Three acts of seemingly random—and certainly horrific—violence on Monday, June 10th, collectively raise the question: what is going on in Germany?
The country, which is about to begin hosting the European football championship, has seen around 60 knife attacks per day in recent years.
One of those which took place earlier this week was fatal. A 23-year-old woman was “suddenly” stabbed by a “previously unknown person” during an evening jog in Schermbeck on the Lower Rhine, according to national media. Officials are still appealing for information about the unidentified attacker.
But the alleged attackers involved in the other two instances of sudden violence, which were not fatal but did result in the victims receiving severe injuries, were caught and have been questioned.
A 32-year-old Turkish citizen was arrested on Monday evening following a knife attack on a regional railway in Saarland. This saw a 21-year-old “suddenly attacked” by a man reportedly unknown to him. He was stabbed in the throat and left “seriously injured.”

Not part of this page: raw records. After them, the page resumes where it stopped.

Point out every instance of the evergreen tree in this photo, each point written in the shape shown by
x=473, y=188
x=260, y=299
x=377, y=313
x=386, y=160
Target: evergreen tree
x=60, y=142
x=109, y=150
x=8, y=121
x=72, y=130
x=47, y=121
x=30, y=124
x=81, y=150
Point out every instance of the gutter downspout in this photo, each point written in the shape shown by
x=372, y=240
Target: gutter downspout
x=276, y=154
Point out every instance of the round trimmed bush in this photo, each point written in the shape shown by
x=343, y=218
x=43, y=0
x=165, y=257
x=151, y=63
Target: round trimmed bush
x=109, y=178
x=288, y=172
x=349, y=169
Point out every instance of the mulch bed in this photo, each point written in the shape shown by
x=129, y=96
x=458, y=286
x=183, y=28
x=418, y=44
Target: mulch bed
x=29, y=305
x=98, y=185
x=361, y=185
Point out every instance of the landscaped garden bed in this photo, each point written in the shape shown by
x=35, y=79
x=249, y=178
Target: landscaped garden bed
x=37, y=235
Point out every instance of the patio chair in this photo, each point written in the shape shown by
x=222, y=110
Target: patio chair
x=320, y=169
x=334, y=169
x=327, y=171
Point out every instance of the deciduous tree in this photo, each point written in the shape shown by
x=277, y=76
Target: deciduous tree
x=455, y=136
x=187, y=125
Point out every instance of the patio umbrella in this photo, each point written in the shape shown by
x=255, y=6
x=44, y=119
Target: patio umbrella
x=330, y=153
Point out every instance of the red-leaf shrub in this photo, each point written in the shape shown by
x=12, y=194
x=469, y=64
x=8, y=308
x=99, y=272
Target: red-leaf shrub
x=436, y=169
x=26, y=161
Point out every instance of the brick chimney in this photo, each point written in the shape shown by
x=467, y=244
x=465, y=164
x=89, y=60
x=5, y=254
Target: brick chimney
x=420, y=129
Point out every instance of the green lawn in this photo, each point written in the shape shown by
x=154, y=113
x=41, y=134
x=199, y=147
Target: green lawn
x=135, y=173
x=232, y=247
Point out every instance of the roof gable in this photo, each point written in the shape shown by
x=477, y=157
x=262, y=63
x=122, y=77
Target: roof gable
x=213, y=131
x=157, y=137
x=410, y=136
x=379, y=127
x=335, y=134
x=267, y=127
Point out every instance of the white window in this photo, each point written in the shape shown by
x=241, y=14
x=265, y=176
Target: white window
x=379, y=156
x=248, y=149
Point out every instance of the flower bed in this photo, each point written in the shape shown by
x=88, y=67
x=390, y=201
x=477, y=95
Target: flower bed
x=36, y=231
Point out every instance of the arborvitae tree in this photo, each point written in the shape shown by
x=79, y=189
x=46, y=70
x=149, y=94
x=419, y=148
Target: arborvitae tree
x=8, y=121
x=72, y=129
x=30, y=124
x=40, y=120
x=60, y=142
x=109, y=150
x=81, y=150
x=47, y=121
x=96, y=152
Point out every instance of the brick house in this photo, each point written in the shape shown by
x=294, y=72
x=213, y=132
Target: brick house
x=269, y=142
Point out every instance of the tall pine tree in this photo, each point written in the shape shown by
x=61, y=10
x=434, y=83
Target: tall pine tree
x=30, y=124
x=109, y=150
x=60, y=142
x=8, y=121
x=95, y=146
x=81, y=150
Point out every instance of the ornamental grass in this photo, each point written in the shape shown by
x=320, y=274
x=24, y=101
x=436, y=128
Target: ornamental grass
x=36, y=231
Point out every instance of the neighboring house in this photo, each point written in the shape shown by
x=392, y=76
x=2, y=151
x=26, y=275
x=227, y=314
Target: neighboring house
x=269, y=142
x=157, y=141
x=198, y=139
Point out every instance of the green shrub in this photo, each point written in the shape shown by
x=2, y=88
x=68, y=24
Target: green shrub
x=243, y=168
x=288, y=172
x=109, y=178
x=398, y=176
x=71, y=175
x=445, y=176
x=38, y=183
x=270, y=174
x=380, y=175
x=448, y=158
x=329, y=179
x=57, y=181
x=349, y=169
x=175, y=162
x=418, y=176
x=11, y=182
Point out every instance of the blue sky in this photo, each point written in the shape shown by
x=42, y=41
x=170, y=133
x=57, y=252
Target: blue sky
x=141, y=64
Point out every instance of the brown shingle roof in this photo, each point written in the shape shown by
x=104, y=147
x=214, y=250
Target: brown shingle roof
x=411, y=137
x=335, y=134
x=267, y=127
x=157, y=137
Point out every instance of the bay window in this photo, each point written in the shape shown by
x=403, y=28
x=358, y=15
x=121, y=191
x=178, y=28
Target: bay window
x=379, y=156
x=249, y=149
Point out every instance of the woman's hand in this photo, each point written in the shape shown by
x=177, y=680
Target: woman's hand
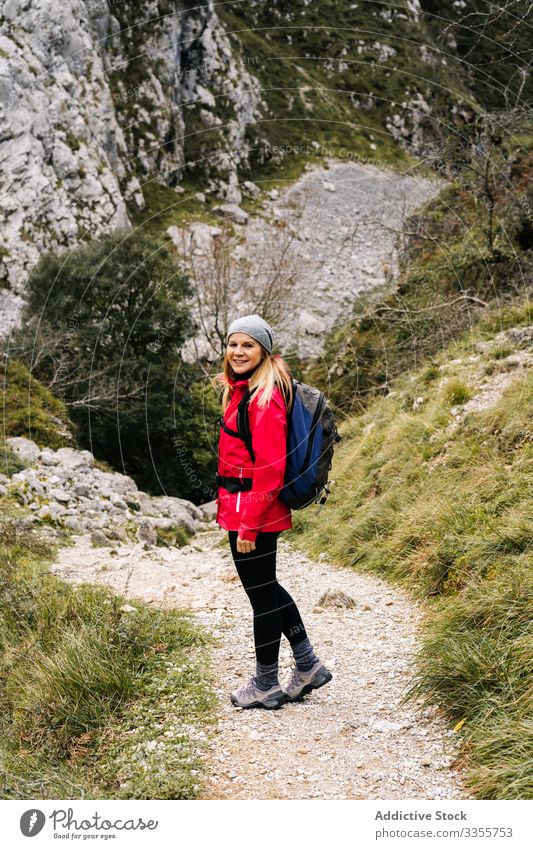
x=244, y=546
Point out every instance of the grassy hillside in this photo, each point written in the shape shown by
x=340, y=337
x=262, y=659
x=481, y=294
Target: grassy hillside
x=433, y=491
x=99, y=698
x=454, y=268
x=30, y=409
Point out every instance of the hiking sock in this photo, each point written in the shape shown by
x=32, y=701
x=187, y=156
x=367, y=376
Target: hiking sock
x=304, y=655
x=266, y=675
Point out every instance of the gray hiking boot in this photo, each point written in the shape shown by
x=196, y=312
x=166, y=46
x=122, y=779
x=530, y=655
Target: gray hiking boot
x=301, y=683
x=251, y=696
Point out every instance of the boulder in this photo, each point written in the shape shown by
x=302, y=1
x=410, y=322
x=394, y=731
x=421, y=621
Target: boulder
x=335, y=598
x=202, y=238
x=24, y=448
x=232, y=212
x=71, y=458
x=146, y=532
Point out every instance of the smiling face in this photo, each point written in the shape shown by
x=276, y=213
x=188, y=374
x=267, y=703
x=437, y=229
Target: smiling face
x=243, y=352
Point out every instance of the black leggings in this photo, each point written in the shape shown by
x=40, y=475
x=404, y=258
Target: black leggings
x=274, y=609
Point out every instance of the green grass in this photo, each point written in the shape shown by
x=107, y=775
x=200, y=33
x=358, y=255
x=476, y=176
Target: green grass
x=446, y=513
x=29, y=409
x=95, y=701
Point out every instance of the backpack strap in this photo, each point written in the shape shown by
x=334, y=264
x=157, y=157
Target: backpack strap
x=243, y=424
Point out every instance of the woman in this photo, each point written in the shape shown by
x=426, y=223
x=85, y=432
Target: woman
x=250, y=477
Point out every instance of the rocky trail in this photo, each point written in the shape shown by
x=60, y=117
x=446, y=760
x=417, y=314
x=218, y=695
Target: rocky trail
x=349, y=740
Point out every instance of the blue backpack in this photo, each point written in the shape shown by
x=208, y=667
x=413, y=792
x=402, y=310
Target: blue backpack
x=311, y=438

Also, at noon in the city of Frankfurt, a 41-year-old Ukrainian woman sitting on a park bench was stabbed in the “head and neck from behind with a cutter knife,” according to NIUS. While trying to escape, she is said to have stumbled and the perpetrator “continued to stab her.” A 19-year-old Afghan was later arrested in connection to the crime and is now being investigated for attempted murder.
Responding to this attack, AfD politician Georg Pazderski insisted that “Germany has a problem with violent illegal migrants.”

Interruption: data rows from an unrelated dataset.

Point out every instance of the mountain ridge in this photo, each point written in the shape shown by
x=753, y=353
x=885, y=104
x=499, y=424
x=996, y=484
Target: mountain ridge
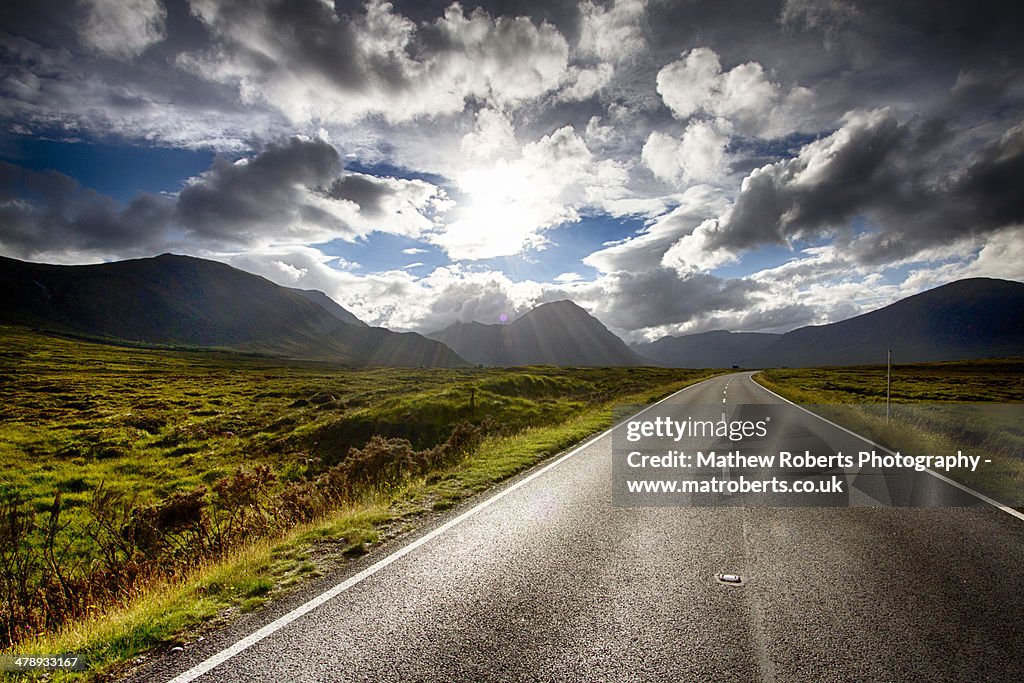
x=557, y=333
x=974, y=317
x=183, y=300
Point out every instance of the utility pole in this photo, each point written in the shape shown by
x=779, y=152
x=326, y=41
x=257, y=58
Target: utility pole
x=889, y=379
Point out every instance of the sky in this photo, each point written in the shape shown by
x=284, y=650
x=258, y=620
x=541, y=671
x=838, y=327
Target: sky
x=673, y=167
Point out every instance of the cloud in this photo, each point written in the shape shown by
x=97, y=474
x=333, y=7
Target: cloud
x=311, y=62
x=613, y=34
x=507, y=205
x=908, y=181
x=123, y=29
x=294, y=193
x=635, y=301
x=742, y=96
x=49, y=216
x=698, y=156
x=647, y=249
x=829, y=16
x=493, y=136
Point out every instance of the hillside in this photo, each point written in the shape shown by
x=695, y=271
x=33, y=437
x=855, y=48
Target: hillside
x=555, y=334
x=180, y=300
x=718, y=348
x=970, y=318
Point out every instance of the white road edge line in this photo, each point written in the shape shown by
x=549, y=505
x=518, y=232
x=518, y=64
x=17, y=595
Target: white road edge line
x=282, y=622
x=967, y=489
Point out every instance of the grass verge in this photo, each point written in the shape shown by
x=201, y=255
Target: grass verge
x=168, y=613
x=937, y=409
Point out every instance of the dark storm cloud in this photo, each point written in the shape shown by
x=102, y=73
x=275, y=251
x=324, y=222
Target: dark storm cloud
x=658, y=297
x=363, y=189
x=268, y=194
x=47, y=212
x=902, y=178
x=292, y=191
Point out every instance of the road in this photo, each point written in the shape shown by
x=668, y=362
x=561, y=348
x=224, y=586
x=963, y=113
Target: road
x=553, y=583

Journalist Julian Reichelt added that Germany has “become a country full of horror stories.”
One particularly dramatic portrayal of this occurred just before the turn of the month when a knifeman brutally stabbed a vocal critic of Islamism, a police officer, and several bystanders at a rally in Mannheim city centre. A spokesman for the group that organised the rally and which is opposed to what it describes as the “Islamisation” of Europe said: “This was not an attack, but an act of terror.”